The two memories I have of talking to O and working with him come from my first and third years of seminary. The first, illustrating his commitment to expository preaching, is hazy for me but the second, showing his commitment to kicking ass, is more fresh in mind. On one occasion he invited some students to visit him at his New Hampshire home. It was a very large cottage where he used go each Sunday night after the evening service at Park Street Church, returning back to Boston on Tuesday morning. While there, in response to a question about preaching, he took one of his books from the shelf (an edited collection of his sermons) and proceeded to show us how he preached--three points, textually-based, illustrations from literature, beginning and ending with a homey or (sometime hokey) story. He memorized his sermons, as well as the Scriptures on which they were based, thus giving him a rather large store of images and texts at his command. Though I wouldn't call him a riveting preacher, his sermons were workmanlike and energetic, and he was committed to expositing biblical principles as well as engaging some leading ideas in the history of political philosophy (his doctoral field) or in the cultural world of Depression and WWII America.

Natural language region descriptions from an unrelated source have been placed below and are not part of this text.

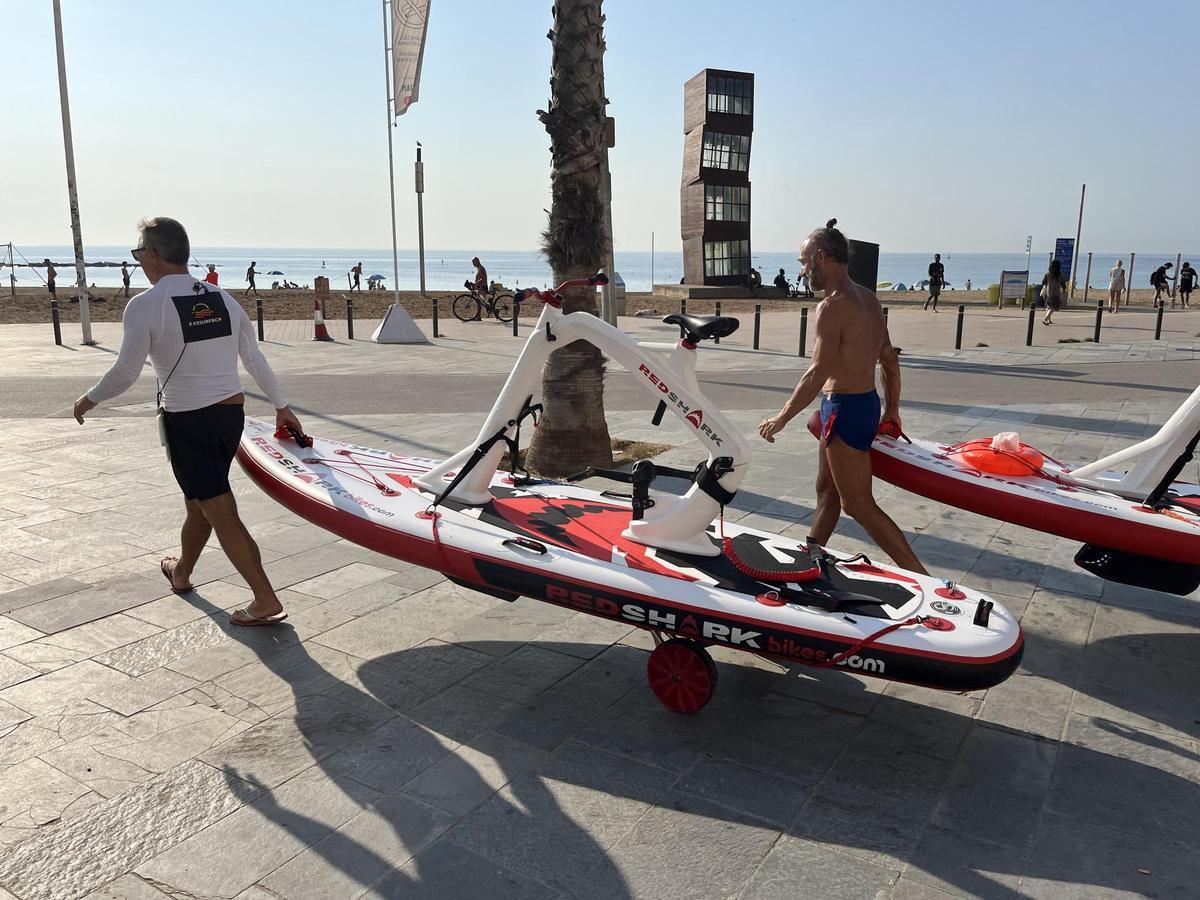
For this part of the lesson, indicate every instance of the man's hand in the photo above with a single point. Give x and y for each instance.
(82, 407)
(769, 427)
(286, 418)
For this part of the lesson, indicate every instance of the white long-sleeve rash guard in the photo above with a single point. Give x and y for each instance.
(219, 331)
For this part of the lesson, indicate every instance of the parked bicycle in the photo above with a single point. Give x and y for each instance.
(469, 306)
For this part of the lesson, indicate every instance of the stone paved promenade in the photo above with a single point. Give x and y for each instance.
(405, 737)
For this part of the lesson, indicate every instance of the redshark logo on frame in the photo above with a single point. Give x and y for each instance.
(694, 417)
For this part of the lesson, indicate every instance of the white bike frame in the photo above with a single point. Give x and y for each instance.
(666, 372)
(1146, 463)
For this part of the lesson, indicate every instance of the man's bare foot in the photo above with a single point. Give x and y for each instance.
(180, 583)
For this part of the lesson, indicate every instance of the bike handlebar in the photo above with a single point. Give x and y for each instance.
(553, 295)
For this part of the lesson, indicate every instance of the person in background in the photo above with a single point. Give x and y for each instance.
(1159, 281)
(193, 336)
(51, 275)
(1116, 286)
(936, 277)
(480, 275)
(1051, 291)
(1187, 281)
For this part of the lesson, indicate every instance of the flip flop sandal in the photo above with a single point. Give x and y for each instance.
(249, 621)
(166, 571)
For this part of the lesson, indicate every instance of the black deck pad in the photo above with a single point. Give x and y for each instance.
(1140, 571)
(594, 529)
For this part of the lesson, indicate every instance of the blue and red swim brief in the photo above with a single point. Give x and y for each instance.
(855, 418)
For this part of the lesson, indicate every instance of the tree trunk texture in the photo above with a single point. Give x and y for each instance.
(574, 433)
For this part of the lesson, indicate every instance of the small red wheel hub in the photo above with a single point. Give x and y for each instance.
(682, 675)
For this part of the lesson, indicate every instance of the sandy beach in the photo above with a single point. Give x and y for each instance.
(31, 305)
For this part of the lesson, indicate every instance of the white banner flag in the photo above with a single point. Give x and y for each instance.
(409, 18)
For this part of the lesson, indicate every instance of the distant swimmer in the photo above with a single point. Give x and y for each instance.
(851, 339)
(936, 279)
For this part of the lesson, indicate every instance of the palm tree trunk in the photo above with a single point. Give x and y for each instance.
(574, 433)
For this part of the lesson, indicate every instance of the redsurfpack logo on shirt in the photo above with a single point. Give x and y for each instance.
(204, 317)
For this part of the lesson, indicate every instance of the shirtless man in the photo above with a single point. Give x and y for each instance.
(851, 337)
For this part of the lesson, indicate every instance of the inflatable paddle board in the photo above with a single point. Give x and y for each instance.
(1155, 544)
(564, 545)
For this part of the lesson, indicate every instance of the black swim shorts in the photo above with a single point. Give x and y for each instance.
(203, 443)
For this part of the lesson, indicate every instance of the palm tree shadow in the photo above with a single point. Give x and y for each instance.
(327, 703)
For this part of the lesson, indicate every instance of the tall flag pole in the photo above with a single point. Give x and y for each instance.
(72, 197)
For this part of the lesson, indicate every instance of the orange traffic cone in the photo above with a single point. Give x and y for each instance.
(318, 322)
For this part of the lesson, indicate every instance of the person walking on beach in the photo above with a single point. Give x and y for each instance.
(851, 339)
(1051, 291)
(480, 275)
(1159, 281)
(1116, 286)
(936, 277)
(1187, 281)
(193, 336)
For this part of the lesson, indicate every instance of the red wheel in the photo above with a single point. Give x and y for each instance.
(682, 675)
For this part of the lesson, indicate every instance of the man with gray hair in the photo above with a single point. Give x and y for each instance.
(195, 335)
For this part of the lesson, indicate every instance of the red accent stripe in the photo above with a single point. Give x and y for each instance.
(423, 551)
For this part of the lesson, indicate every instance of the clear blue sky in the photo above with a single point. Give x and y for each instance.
(954, 126)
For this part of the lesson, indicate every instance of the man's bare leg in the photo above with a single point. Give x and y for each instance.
(852, 474)
(828, 511)
(239, 546)
(193, 537)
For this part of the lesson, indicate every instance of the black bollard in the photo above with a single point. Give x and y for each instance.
(58, 323)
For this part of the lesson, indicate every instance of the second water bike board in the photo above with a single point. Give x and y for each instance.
(563, 544)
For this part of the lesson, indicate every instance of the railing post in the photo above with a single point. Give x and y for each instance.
(58, 323)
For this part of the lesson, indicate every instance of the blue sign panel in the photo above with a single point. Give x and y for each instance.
(1065, 252)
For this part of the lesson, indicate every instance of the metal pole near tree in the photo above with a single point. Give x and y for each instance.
(1079, 232)
(76, 233)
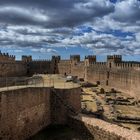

But it was when I saw the "Big O" as ass-kicker that I really got a more intimate view of the way he worked. I was student body President my senior year and, even though the Administration had no real commitment to including the students in many important decisions, they did want our "buy in" for a massive expansion of married-student housing in 1976 and 1977. GCTS is situated in an idyllic area in one of the richer areas of a rich state (about 20 miles North of Boston), and students often had difficulty finding affordable housing. So blind was the surrounding community to the teeming realities of urban blight and poverty twenty miles away that we felt that the nearby hunt club had a very appropriate name: Myopia Hunt Club.

Not all the neighbors of the seminary were entranced with the idea of the seminary building 100 or more apartment units in the utopian hills of Essex County. One of them decided he was going to stop the project. He threatened legal action. And, he met with a few student leaders--of whom I, as student body President-elect, was one. He pulled out diagrams, showing how his property would be affected, how "raw sewage" might burst forth from various embankments if the project went ahead, how this was bad politics, bad neighbor relations, bad "witnessing" for Christ, etc. etc. Thirty years later I see this as the protest of a man who didn't want his property values to plummet or his quiet to be disturbed; at the time I sort of sympathetically listened to him, and imagined, while he was talking, what raw sewage spewing forth from hills might look like.

The Big O got wind of our meeting, met with us, wanted to know what the man had said and then, with a determined voice said, "It looks as if we will have to teach this young fellah a lesson." A year later the apartments were built, students were careening down narrow country roads to get there, and a disappointed neighbor put up some "hate GCTS" signs on his property. I saw then that Harold John Ockenga, even in his 70s, was a man to be reckoned with and who would hesitate not a moment to push through his vision of what he felt would "work" for his institution.

Conclusion

So, maybe that is my final mental picture of Harold Ockenga--a man who preached the Gospel, but really wielded a very strong hammer. Even his words, now that I think of it, were words fashioned more with hammers than with careful carving tools. Maybe that will be how I will now know him--rather than the Big O, he will be Harold the Hammer for me.